Drawing-room Notebooks

Author: Ejaz Haider

I am a naturalised Lahori, part of the flotsam washed onto the incestuous shores of this city.
My name’s up there so that’s a fairly good start. I am a Pisces. For reasons both of the two fish going in opposite directions and because Lahore has brushed off on me, I am a mass of contradictions. But lest anyone think the tension that tugs at me is the stuff of high tragedy. Far from it. It’s quite pathetic but that’s not an issue on which I’d like to go public.
I like to think that I think; in any case, I like to hold forth, both in print and at dinners and get-togethers, now sexily called GTs. Since I have been able to read a few books and can string a sentence or two together, I consider myself a cut above my neighbour or anyone who is sitting beside me. Of course, it is not necessary for others to accept this but then who cares. I don’t, and that is what matters.
I am quite passionate. And by this I mean in matters political. Since November 3, I have been on the verge of taking to the street and bringing the Temple down on the Khakis, the modern equivalent of Philistines.
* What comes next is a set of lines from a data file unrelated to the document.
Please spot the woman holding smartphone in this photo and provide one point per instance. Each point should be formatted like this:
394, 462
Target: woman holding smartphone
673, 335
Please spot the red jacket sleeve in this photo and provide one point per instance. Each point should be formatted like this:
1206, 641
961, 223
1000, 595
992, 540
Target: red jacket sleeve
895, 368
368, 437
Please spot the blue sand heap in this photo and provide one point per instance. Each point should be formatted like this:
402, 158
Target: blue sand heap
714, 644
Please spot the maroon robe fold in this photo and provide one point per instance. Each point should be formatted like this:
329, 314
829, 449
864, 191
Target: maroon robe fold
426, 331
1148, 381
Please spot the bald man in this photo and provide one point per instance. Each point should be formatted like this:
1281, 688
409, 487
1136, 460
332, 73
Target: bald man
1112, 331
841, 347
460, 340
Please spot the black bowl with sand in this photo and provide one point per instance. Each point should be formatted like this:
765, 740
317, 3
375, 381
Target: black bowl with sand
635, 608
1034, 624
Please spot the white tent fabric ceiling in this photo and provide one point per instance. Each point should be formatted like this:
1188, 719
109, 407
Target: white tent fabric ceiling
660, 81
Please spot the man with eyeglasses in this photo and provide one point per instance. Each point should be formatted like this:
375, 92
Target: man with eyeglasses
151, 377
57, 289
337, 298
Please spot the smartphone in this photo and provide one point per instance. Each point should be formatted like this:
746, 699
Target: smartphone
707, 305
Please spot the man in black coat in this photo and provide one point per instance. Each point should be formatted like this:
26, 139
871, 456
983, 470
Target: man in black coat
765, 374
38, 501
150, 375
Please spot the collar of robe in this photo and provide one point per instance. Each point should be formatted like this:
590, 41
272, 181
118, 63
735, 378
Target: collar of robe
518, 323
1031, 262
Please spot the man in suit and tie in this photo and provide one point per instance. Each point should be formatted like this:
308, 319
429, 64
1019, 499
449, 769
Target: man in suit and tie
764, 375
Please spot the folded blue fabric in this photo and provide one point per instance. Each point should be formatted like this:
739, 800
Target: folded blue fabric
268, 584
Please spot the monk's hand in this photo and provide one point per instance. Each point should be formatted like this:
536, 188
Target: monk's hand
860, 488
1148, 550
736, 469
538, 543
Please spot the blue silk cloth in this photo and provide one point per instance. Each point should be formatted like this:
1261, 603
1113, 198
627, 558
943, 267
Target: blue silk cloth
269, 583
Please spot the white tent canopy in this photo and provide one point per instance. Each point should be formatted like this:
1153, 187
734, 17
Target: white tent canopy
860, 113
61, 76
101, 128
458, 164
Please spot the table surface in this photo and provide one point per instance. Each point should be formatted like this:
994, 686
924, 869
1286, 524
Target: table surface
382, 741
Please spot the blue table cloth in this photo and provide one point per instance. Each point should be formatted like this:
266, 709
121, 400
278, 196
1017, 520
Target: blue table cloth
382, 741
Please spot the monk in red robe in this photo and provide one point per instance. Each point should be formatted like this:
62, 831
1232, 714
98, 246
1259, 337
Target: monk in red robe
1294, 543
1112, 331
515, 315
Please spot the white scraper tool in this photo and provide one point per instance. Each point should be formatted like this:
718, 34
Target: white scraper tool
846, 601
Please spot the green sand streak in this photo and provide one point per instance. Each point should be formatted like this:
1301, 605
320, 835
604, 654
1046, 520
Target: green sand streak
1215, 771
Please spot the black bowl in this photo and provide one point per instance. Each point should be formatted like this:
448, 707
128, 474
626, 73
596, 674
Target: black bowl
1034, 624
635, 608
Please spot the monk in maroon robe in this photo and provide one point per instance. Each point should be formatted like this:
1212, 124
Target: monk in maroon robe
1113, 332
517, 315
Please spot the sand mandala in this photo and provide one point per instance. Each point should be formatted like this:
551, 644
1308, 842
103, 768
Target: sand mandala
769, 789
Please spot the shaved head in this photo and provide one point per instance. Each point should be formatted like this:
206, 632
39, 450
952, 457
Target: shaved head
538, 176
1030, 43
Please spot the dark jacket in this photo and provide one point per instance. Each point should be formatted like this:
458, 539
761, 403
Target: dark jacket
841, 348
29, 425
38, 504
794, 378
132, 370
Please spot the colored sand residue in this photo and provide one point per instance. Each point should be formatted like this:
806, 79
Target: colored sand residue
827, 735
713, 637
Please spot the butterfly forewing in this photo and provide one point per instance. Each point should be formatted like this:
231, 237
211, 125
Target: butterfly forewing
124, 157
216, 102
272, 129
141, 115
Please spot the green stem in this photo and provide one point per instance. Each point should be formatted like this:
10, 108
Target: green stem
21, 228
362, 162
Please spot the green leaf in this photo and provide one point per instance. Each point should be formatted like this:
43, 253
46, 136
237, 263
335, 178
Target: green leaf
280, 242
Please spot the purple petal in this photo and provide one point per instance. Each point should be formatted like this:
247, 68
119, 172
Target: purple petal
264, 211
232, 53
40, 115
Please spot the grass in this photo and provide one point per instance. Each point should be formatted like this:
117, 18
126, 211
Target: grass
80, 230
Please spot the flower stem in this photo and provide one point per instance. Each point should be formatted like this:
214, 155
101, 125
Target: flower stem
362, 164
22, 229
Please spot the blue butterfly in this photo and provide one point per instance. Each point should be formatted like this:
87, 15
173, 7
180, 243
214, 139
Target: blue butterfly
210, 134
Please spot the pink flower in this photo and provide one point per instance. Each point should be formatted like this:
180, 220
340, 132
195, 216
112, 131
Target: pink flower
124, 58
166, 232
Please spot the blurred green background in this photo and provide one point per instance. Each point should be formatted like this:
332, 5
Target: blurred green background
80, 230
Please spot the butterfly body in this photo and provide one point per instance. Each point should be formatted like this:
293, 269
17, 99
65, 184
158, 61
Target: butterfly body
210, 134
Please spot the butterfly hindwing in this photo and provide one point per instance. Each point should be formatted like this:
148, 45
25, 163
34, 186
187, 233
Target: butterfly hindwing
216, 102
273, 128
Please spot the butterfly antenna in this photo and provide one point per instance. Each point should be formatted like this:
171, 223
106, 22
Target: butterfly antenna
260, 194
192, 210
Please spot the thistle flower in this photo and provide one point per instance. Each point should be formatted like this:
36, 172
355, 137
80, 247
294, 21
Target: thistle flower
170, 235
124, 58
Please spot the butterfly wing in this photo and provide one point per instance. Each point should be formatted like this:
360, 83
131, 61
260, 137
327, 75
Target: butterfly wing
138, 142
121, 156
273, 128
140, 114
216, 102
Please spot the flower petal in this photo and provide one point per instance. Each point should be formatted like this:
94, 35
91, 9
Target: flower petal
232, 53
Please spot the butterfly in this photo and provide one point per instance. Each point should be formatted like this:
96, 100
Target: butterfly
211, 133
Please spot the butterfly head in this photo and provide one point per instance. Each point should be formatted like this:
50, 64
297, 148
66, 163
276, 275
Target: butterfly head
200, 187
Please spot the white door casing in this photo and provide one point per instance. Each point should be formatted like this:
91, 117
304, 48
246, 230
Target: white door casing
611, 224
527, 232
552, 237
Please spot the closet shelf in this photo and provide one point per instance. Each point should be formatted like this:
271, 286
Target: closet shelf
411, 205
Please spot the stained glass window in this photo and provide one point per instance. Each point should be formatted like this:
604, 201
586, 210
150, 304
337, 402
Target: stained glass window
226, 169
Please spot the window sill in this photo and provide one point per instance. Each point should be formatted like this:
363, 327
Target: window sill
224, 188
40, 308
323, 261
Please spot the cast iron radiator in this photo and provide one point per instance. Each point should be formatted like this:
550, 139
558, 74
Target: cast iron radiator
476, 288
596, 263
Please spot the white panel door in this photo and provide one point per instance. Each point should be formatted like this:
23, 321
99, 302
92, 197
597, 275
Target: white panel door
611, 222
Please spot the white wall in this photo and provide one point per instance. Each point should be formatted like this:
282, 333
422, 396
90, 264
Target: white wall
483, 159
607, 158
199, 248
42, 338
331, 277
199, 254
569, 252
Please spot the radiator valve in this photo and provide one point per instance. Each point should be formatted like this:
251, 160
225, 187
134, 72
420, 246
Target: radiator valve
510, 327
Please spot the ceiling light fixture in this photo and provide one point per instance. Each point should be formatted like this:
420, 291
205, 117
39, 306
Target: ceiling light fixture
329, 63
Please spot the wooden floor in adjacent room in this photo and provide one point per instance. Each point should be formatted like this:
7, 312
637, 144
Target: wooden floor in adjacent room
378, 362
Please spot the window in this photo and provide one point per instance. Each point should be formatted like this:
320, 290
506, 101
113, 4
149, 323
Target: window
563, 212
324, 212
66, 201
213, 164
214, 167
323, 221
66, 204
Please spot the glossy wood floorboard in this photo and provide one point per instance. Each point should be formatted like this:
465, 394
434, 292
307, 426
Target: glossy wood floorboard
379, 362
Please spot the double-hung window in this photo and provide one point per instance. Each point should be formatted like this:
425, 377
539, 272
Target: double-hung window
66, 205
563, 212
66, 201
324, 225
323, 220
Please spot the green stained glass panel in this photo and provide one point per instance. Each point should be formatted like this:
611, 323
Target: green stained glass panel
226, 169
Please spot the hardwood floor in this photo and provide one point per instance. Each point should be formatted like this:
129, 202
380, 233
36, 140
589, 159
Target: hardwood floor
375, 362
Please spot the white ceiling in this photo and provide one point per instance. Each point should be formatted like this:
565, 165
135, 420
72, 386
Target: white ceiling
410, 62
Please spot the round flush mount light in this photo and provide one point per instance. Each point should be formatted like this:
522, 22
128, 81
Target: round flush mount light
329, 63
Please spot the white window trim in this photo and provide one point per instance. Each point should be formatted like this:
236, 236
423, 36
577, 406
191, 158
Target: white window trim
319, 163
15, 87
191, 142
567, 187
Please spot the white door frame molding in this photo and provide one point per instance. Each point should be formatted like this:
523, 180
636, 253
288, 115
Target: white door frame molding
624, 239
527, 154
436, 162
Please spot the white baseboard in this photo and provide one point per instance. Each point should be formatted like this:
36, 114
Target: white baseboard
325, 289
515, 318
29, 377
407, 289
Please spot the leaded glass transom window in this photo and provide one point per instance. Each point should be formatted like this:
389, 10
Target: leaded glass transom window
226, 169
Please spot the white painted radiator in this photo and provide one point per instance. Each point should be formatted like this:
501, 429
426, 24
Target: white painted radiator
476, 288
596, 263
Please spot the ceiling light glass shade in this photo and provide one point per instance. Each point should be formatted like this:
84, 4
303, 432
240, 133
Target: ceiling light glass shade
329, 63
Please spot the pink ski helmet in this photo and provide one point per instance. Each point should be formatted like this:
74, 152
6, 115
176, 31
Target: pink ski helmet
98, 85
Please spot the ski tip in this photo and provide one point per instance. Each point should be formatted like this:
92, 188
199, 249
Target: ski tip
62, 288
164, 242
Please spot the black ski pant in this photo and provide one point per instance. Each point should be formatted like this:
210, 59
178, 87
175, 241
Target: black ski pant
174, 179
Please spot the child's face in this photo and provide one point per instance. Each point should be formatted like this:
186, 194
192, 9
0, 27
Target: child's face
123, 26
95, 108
But I haven’t done that. Not because I lack courage. No sir, my cup floweth over with it and no, Courage is not a brand of single malt, though I wish it were. The reason I haven’t taken to the street is because I am to be the ‘mind’ of the movement against oppression. This is not a medieval fight where generals led from the front; in modern combat, the front is the ops room in the rear. Plus, the contested zone requires foot-soldiers.
And don’t you dare think I am the Orsino of revolutions, more in love with the idea of revolution than perpetrating one. That would be too harsh a judgement and a wrong one too. It’s just that if I were to give vent to my fury and take to the street, the vulgar functionaries of the government would not be able to appreciate the difference between a thinking revolutionary and a fighting one.
I am Jean-Paul Sartre. I know that violence like Achilles’ lance heals its own wounds, but that is no reason for me not to keep a safe distance from it. In any case, this is an intellectual discovery. It will be outrageous to want to see a thinker becoming a guinea pig for his own theories.
There are thousands who are useless and whose energies can be diverted towards the task of overthrowing an oppressive regime. They cannot think; they do odd jobs. They will never be able to achieve anything. It is my calling to instil a new consciousness in them. They shall be remembered. I will even write a book, fraught with new formulations, one that will be picked up by the departments of sociology and political science across the world as a classic on socio-political movements.
Why must I present myself on the street to the black-and-tans, who will have no regard for my intellect, and let the world lose an asset? Also, who would enlighten the elites at dinners? If I were put in jail, I would also be deprived of the many necessities of life that are essential to my well-being. It should be obvious that unless I feel good and satiated I cannot think. That would hurt the revolution.
There is the morning cup of tea. It’s an old Bertie Wooster habit without which I cannot begin my day. The cup is brought me by the local variant of Jeeves. It takes me time to get up, sip the tea and read through the morning newspapers. I am also rather finicky about my bathroom. I spent more money per square foot on it than on any other part of the house. Latest research has also found a strong linkage between thinking and crapping. So a decent bathroom becomes essential to deep thinking. I am told the jails don’t put much premium on bathrooms. Going to jail would then mean not being able to think and that would only delay the advent of the much-needed political consciousness and its endpoint — a revolution.
I know Marx thought revolutions were a non-voluntarist phenomenon but he was wrong. You need a vanguard and you can’t have the thinkers in the vanguard go out and get arrested or worse, killed. Once the head is cut off, the movement will be akin to a headless chicken and we all know what a headless chicken does. It does nothing except go round in circles.
I also need to earn enough so I can keep thinking. I must come to office everyday. I need a nice car and a driver to drive me around and so on. Thinking is a full-time job and a sacred one. Comfort and thinking go hand in hand. Now unless jails were prepared to provide me with a suite, cable TV, laptop, books and other stuff to imbibe and regular outings where I could hold forth intellectually, I couldn’t be expected to write Prison Notebooks. I consider it a waste of time to invite myself to jail.
The point really is that I fervently want a revolution; want to test my theories; but I want others to get clobbered on the streets. Why must people insist that just because I know that only a new ‘political consciousness’ aka ‘revolution’ can make a difference I must also start one?